Q Dans un article récent, vous rappelez qu’autrefois des chefs de parti comme John Turner, défait par les conservateurs en 1988, ou Pierre-Elliot Trudeau avaient pu rester à leur poste quelques années après un échec électoral. Pourquoi les chefs partent-ils rapidement aujourd’hui?
R Je pense qu’on est beaucoup moins indulgent à l’échec qu’on ne l’était autrefois. En plus, il existe maintenant des mécanismes de révision de leadership qui n’existaient pas auparavant. M. Dion devait faire face de toute façon à un congrès du parti qui aurait eu lieu au mois de mai prochain et qui avait toutes les chances d’être négatif. Le sachant, il a eu tendance à quitter plus vite. Dans son cas, une troisième raison s’ajoute. À tort ou à raison, on lui attribue une bonne partie de la paternité de l’échec, car sa cote comme leader était nettement plus mauvaise que celle de son adversaire. Certains croient même qu’il aurait dû démissionner et partir encore plus tôt, et non rester pour les cinq ou six prochains mois. Ce phénomène existe aussi ailleurs. En Grande-Bretagne, les quatre dernières élections ont vu le chef du principal parti défait démissionner le soir du scrutin ou le lendemain. En Australie, huit chefs sont partis sur-le-champ depuis 1972, tandis que sur les sept qui se sont cramponnés, cinq se sont fait dégommer de force! On est rendu à l’ère des chefs jetables; la vie politique est devenue plus compétitive. Si John McCain perd l’élection présidentielle américaine, il n’est plus rien…
Q D’où devrait provenir le prochain chef du PLC? De l’extérieur du parti? Du Québec? D’une autre province?
R Ce serait vraiment contre-indiqué pour un chef de venir du Québec après M. Chrétien, M. Martin, M. Dion. Par ailleurs, il vaudrait probablement mieux qu’il provienne de l’intérieur du parti et de toute façon, pour l’instant, il n’y a pas de candidat externe extraordinaire ni transcendant. Je pense qu’il n’y a pas de leader miracle. Il faut se rappeler que si Stéphane Dion a été élu comme chef malgré toutes ses faiblesses, c’est que les deux principaux candidats, Bob Rae et Michael Ignatieff, étaient perçus comme ayant de gros points négatifs. Le premier avait été une catastrophe comme premier ministre de l’Ontario et le second n’avait pratiquement pas vécu au Canada alors qu’il voulait le diriger.
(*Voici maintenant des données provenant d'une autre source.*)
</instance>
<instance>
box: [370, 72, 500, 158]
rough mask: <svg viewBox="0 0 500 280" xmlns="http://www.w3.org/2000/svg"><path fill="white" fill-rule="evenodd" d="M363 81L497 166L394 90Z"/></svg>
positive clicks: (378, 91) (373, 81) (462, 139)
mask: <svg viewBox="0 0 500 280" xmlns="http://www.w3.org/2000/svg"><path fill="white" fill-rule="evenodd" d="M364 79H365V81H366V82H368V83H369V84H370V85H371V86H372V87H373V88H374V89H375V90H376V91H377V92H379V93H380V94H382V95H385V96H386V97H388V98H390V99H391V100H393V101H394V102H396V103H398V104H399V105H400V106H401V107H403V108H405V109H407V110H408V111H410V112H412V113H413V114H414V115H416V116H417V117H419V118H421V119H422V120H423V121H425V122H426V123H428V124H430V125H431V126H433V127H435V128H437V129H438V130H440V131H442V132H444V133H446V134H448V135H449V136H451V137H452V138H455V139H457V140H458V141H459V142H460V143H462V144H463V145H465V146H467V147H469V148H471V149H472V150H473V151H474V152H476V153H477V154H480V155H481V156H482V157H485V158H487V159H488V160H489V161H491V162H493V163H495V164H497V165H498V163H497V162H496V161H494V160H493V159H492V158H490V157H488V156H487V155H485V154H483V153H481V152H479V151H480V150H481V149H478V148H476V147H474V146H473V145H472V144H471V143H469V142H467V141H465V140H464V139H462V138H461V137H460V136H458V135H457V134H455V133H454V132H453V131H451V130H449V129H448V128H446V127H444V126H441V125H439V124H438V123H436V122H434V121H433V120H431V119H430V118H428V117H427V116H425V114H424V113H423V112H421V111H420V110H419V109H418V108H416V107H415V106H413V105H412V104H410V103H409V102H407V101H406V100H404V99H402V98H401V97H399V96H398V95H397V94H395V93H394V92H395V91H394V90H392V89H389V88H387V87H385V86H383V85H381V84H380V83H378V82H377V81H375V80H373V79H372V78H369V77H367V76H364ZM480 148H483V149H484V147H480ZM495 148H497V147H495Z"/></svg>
Ces réalités ne changent pas: Rae et Ignatieff vont avoir des problèmes. Il y a peut-être des gens qui ont attendu pour passer leur tour après la défaite électorale. C’est sans doute le calcul de Manley et de McKenna notamment, absents de la course en 2006.
Q Comment le Parti libéral du Canada peut-il redevenir un parti de gouvernement comme il l’a été si longtemps?
R Il faudrait d’abord que le gouvernement en place se casse la figure. C’est de cette façon que les libéraux sont venus au pouvoir à bien d’autres occasions. La crise économique, si elle s’aggrave et si elle se prolonge, va certainement aigrir les gens contre les conservateurs et favoriser les libéraux. Cela peut être aussi bête que ça; une espèce de retour du balancier. On dit toujours au Parti libéral qu’il lui faut être plus nationaliste au Québec. Pourtant, M. Harper l’a fait et le Québec n’a pas eu l’air de lui en savoir gré beaucoup. De toute façon, le Bloc québécois gagne à tous les coups la course du plus nationaliste. Par ailleurs, le Parti libéral n’a pas grand-chose à espérer de l’Ouest où les conservateurs sont bien implantés. Par contre, c’est essentiel pour les libéraux de reconquérir l’Ontario s’ils veulent emporter de prochaines élections. Cela va être plus difficile à obtenir, car la droite n’est plus divisée en deux courants, le Reform Party et les conservateurs, comme dans les années 1990. Il n’y a pas de recette miracle cependant. Je pense essentiellement que la recette du retour c’est que le gouvernement se casse les dents sur la crise économique. De plus, si Obama devient président, cela va déplacer l’axe politique vers la gauche.